After a necessary cleaning of the collected data, which was in fact “dirty” (for example, reviews without complete sentences, but only with syncopated answers: “Ok”; “it works”; “arrived I like it thanks Amazon”; etc.), the path to follow was one: an analysis of the sentiment and of the most pertinent reviews:
not having yet found a reliable sentiment analysis tool, I entrusted the scanning of the positivity or negativity of the Amazon shopping experience to the human eye. One by one, therefore, the useful reviews left from the parsing (about 400) were read and categorized;
the sentiment categorization was done on a grid of 5 aspects related to the experience of purchasing and using the printer (technical assistance; delivery; product quality/functioning; toner and cartridges; training in using the product);
The reviews were then collected and divided into two groups: reviews from 1 to 3 stars (totally/very/moderately dissatisfied); reviews of 4 and 5 stars (very/totally satisfied);
A bag-of-words (a “bag” of identified keywords to draw from) was used to make a distinction between reviews from “professional” customers (business use of the printer) and “private” customers (home use of the printer).
Looking at and analyzing a good amount of reviews - for some of the products on sale both on Amazon and provided by PTS srl - seemed like the way to go. But how to do it? By hand, reeling them off one by one? Unthinkable!
I then turned to the magical power of data free spain number for whatsapp scraping , techniques for harvesting specific morsels of information from websites. The recipe now had its ingredients:
implementing a data scraping script for public reviews on Amazon;
list of 4 most “popular” multifunction printers on the market, both supplied by PTS srl and on sale on Bezos' creation;
data parsing tools (data cleaning).
scraping from Amazon site
Running the script on nearly 1,000 public reviews across the 4 printer model pages, collecting data was quick and easy. But what the heck are you looking for in all those reviews now?

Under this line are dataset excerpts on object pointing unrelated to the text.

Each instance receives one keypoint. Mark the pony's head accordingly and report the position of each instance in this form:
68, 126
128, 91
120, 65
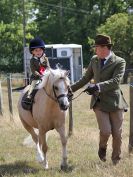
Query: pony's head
57, 86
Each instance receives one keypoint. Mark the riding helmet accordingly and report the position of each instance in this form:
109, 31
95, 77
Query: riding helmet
36, 43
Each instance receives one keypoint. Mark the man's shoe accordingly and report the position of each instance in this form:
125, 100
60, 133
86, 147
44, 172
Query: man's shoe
102, 154
28, 100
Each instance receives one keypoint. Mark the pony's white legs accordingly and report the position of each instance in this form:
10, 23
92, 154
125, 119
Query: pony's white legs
41, 151
61, 131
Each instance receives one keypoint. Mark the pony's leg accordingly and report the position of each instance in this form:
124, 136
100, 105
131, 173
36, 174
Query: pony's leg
31, 131
61, 131
42, 149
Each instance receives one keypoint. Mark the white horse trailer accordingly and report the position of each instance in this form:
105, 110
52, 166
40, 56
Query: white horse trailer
69, 56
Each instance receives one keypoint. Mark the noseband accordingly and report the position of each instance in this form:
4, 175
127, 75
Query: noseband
56, 98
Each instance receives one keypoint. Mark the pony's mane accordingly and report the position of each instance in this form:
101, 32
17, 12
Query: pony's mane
56, 73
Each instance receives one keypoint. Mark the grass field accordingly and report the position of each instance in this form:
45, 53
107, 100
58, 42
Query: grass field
17, 160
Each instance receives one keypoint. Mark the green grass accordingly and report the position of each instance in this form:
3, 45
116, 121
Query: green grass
17, 160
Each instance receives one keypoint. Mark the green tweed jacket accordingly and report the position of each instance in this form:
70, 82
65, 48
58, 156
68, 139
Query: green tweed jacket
109, 78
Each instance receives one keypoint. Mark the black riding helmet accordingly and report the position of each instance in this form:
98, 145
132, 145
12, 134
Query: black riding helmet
36, 43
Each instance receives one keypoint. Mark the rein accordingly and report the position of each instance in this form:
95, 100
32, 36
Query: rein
77, 96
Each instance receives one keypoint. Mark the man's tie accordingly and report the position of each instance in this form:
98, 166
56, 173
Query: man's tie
102, 62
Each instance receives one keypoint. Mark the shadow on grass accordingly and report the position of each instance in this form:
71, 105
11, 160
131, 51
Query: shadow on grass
16, 169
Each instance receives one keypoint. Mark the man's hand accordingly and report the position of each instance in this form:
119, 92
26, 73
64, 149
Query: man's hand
91, 89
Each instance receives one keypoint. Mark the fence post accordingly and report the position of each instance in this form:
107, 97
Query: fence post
1, 103
10, 96
131, 117
70, 120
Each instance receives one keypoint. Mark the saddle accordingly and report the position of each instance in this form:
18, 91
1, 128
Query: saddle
26, 104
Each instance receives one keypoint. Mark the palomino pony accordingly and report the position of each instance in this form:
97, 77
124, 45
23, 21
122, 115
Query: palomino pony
48, 112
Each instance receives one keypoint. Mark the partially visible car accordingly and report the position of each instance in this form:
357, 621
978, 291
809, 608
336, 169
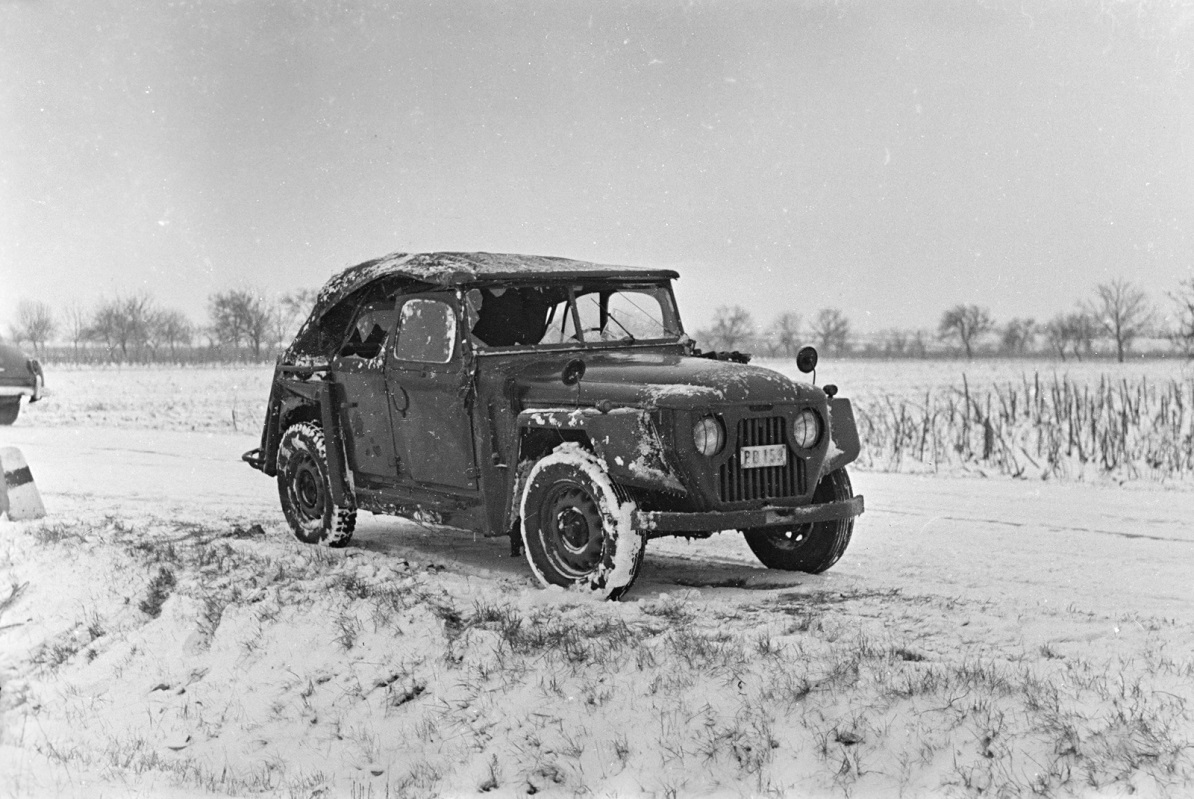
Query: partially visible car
19, 376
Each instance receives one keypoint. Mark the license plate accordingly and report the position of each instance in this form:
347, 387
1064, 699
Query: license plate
754, 458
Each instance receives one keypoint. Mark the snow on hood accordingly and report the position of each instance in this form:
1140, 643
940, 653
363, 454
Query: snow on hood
664, 380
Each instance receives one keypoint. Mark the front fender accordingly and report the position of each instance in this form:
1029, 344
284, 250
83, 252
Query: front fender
625, 440
843, 440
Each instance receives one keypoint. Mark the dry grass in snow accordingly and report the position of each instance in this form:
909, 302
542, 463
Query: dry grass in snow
190, 656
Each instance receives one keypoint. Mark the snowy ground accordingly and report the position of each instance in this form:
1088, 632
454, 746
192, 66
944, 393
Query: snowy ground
165, 635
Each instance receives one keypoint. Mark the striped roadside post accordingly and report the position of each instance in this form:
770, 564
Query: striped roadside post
19, 498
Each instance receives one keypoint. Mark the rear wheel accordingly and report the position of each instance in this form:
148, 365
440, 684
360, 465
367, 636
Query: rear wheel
305, 489
577, 526
8, 410
811, 547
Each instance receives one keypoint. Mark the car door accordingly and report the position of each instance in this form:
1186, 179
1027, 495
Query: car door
429, 382
365, 410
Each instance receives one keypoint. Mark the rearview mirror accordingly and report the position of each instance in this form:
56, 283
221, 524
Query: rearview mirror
806, 358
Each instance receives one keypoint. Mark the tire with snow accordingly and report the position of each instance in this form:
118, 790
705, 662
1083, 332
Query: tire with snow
8, 410
577, 526
811, 547
305, 489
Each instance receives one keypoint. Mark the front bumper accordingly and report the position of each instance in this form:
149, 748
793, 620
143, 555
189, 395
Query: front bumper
659, 523
32, 392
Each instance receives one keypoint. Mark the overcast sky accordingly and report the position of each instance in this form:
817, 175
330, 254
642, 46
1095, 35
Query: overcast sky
886, 158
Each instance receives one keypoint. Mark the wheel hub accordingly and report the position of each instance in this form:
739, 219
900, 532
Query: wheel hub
572, 530
308, 491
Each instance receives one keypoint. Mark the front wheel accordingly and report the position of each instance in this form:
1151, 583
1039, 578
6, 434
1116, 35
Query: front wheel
577, 526
305, 489
811, 547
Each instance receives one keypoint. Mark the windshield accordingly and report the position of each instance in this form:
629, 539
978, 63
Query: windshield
572, 315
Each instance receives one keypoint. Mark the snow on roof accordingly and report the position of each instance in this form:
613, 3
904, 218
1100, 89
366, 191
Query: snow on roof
450, 269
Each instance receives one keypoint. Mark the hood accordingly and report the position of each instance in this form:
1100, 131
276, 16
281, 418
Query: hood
662, 380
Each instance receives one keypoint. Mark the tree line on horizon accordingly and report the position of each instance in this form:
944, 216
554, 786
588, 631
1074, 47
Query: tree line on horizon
1118, 313
244, 325
241, 325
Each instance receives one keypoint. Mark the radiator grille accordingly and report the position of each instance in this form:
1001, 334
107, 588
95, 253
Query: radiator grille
764, 483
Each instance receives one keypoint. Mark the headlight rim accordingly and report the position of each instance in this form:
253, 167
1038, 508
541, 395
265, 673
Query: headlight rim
702, 425
808, 417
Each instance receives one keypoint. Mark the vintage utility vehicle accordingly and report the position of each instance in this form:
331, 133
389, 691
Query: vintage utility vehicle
19, 376
555, 401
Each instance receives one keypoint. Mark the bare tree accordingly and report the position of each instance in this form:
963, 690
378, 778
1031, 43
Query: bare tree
732, 329
35, 324
288, 313
894, 343
1059, 333
122, 323
966, 324
1182, 335
831, 330
77, 320
1121, 312
240, 317
1017, 336
172, 327
783, 335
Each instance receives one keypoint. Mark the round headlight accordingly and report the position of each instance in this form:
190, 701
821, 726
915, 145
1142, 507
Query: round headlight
806, 429
708, 436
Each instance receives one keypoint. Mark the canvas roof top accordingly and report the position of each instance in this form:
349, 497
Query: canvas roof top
450, 269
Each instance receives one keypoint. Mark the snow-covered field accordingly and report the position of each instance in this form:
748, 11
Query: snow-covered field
162, 634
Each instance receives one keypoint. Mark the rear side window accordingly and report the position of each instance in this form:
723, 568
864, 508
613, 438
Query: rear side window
368, 335
426, 332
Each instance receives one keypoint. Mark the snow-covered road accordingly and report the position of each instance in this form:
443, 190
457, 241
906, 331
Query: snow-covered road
1008, 635
1014, 545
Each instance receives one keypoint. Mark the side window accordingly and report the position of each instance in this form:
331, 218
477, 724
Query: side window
560, 325
426, 332
367, 338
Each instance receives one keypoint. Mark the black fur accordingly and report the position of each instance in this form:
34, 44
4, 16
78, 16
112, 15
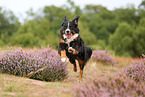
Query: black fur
83, 52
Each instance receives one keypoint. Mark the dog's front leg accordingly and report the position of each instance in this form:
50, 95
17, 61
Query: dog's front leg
72, 50
62, 50
63, 55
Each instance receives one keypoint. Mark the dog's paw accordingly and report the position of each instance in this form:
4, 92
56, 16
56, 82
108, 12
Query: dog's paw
70, 50
63, 59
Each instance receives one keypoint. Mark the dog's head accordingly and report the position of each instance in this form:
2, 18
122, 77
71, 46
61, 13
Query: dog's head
69, 28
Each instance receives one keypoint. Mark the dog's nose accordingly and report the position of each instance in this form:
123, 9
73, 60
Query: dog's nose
67, 32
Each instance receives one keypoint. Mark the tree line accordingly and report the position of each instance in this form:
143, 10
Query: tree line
121, 30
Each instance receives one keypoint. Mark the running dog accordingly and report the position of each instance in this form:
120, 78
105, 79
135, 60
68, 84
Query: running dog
72, 46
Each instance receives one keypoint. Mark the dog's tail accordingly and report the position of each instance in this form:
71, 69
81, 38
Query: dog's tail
88, 52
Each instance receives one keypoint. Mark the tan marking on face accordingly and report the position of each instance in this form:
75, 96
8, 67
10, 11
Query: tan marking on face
63, 54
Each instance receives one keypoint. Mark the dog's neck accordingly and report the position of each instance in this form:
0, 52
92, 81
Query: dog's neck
71, 39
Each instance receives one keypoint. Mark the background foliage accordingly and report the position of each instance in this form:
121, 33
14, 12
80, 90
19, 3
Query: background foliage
121, 30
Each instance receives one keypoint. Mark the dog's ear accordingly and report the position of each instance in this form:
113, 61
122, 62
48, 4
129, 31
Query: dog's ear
75, 20
64, 20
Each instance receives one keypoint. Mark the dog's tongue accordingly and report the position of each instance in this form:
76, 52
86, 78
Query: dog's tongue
69, 35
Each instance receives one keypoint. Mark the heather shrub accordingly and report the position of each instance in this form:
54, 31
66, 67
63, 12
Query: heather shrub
42, 64
103, 56
118, 86
137, 70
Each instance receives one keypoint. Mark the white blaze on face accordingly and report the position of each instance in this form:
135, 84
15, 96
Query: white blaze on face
67, 31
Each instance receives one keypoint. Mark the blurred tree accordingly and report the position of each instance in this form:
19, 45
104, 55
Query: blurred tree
8, 24
128, 15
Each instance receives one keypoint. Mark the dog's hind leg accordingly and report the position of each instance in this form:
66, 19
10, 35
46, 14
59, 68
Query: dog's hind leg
74, 63
81, 64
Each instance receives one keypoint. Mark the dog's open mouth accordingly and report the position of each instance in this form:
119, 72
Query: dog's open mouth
69, 35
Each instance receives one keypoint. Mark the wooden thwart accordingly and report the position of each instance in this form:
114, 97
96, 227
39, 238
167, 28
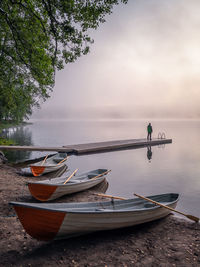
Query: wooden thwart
63, 160
44, 160
109, 196
70, 176
104, 173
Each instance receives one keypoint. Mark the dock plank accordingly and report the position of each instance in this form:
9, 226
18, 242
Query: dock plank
95, 147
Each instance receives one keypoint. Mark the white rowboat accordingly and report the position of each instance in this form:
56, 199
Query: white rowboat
48, 165
51, 189
48, 221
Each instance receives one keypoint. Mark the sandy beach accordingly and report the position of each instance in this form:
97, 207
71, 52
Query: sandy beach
171, 241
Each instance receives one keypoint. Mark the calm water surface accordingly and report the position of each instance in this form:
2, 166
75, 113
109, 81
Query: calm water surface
173, 168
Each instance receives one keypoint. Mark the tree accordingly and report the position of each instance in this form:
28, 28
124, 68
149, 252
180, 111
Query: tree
36, 38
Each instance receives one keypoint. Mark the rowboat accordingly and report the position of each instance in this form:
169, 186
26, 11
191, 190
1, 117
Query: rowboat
47, 165
51, 189
48, 221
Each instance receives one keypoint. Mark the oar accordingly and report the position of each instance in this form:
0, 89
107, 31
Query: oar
101, 174
70, 176
103, 195
44, 160
62, 160
191, 217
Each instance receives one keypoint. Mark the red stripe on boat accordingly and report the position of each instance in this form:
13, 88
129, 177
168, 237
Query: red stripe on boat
37, 170
41, 192
40, 224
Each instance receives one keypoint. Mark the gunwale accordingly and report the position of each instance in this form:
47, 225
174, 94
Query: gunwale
73, 210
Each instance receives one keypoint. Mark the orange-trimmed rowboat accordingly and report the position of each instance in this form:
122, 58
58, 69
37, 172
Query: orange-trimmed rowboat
48, 221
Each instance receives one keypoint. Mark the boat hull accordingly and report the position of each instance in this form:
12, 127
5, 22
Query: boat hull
64, 220
55, 188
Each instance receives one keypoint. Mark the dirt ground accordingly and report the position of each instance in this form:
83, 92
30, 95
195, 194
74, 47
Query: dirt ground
167, 242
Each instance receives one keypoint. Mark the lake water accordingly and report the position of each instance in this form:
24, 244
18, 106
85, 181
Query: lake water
173, 167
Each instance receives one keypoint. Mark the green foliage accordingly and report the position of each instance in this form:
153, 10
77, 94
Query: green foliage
36, 38
6, 142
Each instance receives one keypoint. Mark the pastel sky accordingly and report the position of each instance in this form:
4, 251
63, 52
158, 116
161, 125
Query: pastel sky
144, 63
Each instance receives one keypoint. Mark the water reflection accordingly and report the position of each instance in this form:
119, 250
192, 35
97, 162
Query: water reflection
149, 153
21, 136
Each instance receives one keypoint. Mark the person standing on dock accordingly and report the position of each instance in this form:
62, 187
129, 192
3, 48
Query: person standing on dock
149, 131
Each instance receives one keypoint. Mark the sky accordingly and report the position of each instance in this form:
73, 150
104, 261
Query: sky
144, 63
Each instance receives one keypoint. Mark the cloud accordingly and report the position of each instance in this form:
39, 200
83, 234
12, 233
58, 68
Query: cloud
144, 62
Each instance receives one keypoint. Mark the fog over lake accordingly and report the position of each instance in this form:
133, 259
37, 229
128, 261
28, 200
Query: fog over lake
144, 63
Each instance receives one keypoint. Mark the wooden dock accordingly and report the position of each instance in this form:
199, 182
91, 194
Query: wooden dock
94, 147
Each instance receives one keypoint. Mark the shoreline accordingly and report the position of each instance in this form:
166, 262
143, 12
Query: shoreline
172, 241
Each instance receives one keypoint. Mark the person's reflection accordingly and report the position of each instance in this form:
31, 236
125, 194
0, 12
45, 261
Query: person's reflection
149, 153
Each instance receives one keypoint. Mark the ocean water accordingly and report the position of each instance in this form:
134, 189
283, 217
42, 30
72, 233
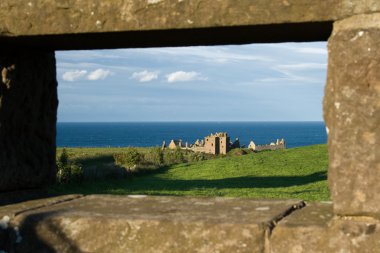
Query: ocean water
145, 134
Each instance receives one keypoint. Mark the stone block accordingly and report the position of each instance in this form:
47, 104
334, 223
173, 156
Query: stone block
28, 114
315, 229
134, 23
352, 115
150, 224
302, 230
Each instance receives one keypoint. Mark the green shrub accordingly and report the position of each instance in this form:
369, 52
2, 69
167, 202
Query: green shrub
68, 171
154, 156
128, 159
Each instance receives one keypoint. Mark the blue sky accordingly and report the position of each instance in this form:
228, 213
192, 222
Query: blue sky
256, 82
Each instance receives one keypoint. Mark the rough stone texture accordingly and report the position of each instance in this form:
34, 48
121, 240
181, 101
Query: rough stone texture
352, 115
28, 109
82, 16
315, 229
82, 24
149, 224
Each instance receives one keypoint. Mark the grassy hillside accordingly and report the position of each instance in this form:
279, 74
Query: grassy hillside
298, 173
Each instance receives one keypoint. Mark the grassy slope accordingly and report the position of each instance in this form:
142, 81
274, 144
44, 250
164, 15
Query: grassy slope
298, 173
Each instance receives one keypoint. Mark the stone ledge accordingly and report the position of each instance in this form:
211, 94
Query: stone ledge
150, 224
65, 17
16, 209
65, 25
315, 229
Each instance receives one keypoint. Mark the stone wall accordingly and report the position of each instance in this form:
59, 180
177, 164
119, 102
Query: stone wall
352, 115
28, 109
351, 109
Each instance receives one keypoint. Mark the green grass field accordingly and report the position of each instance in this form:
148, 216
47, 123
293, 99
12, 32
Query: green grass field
298, 173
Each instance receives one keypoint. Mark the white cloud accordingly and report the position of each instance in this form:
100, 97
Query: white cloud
182, 76
98, 74
312, 50
302, 66
73, 75
145, 76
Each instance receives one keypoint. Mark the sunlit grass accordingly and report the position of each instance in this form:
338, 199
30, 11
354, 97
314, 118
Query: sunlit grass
298, 173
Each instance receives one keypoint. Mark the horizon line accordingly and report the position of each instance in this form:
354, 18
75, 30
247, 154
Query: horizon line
198, 121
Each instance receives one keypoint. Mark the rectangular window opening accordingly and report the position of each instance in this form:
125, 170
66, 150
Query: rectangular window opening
155, 112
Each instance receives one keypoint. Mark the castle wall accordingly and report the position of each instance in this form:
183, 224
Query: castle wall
211, 145
269, 147
224, 143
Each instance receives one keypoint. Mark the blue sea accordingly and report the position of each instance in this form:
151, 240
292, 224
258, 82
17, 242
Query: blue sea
146, 134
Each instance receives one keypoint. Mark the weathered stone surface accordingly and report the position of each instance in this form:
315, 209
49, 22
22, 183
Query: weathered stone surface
28, 109
302, 231
126, 23
352, 115
315, 229
42, 17
149, 224
16, 209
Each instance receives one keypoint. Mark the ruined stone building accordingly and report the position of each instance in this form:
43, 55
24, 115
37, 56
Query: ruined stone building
218, 143
280, 144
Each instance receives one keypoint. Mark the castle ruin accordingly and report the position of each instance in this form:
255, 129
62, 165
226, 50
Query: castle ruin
220, 143
280, 144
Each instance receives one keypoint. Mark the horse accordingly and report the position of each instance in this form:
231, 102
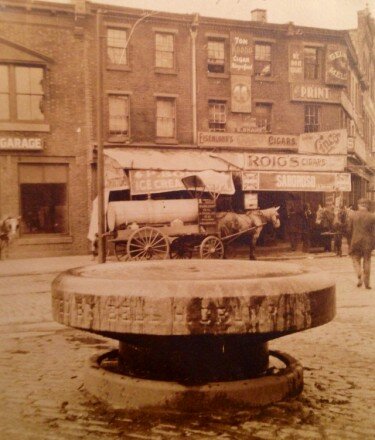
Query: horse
8, 230
231, 223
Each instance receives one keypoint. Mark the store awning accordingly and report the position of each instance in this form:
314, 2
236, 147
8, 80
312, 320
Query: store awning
177, 160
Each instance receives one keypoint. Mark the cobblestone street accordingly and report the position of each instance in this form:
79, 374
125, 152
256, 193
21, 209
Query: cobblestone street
42, 365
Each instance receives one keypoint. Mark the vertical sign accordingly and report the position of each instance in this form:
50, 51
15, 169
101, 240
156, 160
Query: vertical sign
241, 54
336, 65
241, 67
295, 63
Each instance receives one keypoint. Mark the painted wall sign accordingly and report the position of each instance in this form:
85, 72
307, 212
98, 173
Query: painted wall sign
336, 65
241, 54
20, 143
240, 93
296, 162
324, 142
315, 93
284, 181
255, 140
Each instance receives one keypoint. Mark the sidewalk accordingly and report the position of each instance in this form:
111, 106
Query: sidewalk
42, 366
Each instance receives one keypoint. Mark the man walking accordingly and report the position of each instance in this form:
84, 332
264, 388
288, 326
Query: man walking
362, 240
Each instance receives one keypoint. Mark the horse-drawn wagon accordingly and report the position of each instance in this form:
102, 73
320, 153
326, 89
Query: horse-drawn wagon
178, 228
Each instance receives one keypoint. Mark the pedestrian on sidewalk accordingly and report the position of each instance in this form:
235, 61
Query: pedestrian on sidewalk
308, 220
340, 229
361, 228
294, 227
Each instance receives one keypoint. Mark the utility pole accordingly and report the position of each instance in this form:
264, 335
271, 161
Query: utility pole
99, 135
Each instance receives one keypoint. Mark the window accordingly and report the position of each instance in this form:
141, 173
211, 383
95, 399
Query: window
312, 118
118, 107
21, 93
262, 64
117, 46
217, 115
216, 56
164, 47
166, 118
263, 113
44, 200
312, 62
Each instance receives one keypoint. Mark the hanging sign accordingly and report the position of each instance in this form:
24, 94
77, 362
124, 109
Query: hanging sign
336, 65
240, 93
324, 142
241, 54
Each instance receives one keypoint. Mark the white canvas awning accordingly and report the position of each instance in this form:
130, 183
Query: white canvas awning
181, 160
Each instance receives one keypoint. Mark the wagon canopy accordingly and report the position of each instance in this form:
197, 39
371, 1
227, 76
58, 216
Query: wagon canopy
158, 172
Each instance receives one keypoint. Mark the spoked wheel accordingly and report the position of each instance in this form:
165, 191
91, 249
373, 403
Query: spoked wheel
121, 251
180, 250
147, 244
211, 247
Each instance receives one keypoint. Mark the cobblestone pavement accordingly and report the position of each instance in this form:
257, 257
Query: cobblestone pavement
41, 373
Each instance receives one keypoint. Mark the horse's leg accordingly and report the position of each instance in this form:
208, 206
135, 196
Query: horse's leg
252, 247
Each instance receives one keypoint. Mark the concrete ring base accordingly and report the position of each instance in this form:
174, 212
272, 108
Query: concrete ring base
132, 393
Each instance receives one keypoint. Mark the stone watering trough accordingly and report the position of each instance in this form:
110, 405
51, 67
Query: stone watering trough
193, 333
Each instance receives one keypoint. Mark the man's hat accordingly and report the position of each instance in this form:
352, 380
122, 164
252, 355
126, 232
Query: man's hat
364, 202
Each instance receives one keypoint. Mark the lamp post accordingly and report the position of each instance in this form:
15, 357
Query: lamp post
99, 135
99, 127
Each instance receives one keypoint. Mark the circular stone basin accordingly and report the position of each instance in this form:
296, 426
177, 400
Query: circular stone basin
263, 300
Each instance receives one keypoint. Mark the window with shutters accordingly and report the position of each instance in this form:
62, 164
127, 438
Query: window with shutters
166, 118
21, 93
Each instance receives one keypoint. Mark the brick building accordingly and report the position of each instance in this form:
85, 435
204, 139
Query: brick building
45, 125
286, 111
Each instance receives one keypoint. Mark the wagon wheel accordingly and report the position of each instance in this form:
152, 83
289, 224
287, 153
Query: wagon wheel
211, 247
121, 251
147, 244
180, 250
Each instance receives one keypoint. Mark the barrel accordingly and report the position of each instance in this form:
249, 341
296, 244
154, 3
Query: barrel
151, 211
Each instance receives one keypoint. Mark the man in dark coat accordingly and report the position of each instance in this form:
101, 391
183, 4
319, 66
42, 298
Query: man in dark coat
362, 240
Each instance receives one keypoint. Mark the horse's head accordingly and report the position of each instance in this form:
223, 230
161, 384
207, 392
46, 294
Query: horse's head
10, 226
272, 215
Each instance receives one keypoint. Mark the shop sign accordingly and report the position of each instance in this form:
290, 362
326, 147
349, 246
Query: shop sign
280, 162
20, 143
336, 65
241, 54
315, 93
309, 182
324, 142
295, 63
247, 140
240, 94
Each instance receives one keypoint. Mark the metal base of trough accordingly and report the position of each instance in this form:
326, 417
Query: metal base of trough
104, 380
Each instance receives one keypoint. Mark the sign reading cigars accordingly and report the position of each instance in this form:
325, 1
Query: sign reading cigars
250, 140
284, 181
294, 162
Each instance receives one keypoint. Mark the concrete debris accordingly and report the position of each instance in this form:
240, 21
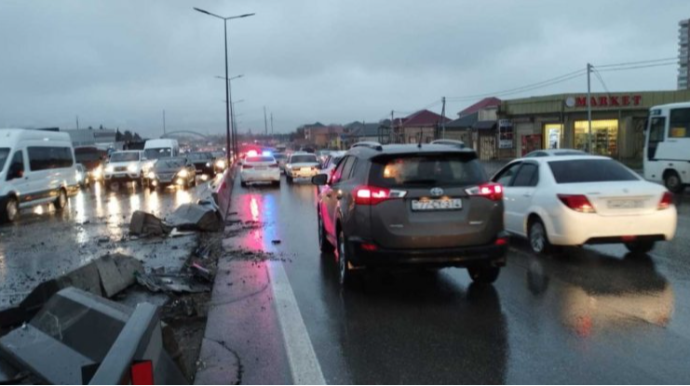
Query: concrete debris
146, 224
171, 283
203, 217
200, 273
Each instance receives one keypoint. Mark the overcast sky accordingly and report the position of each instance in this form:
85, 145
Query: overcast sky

After a necessary cleaning of the collected data, which was in fact “dirty” (for example, reviews without complete sentences, but only with syncopated answers: “Ok”; “it works”; “arrived I like it thanks Amazon”; etc.), the path to follow was one: an analysis of the sentiment and of the most pertinent reviews:
not having yet found a reliable sentiment analysis tool, I entrusted the scanning of the positivity or negativity of the Amazon shopping experience to the human eye. One by one, therefore, the useful reviews left from the parsing (about 400) were read and categorized;
the sentiment categorization was done on a grid of 5 aspects related to the experience of purchasing and using the printer (technical assistance; delivery; product quality/functioning; toner and cartridges; training in using the product);
The reviews were then collected and divided into two groups: reviews from 1 to 3 stars (totally/very/moderately dissatisfied); reviews of 4 and 5 stars (very/totally satisfied);
A bag-of-words (a “bag” of identified keywords to draw from) was used to make a distinction between reviews from “professional” customers (business use of the printer) and “private” customers (home use of the printer).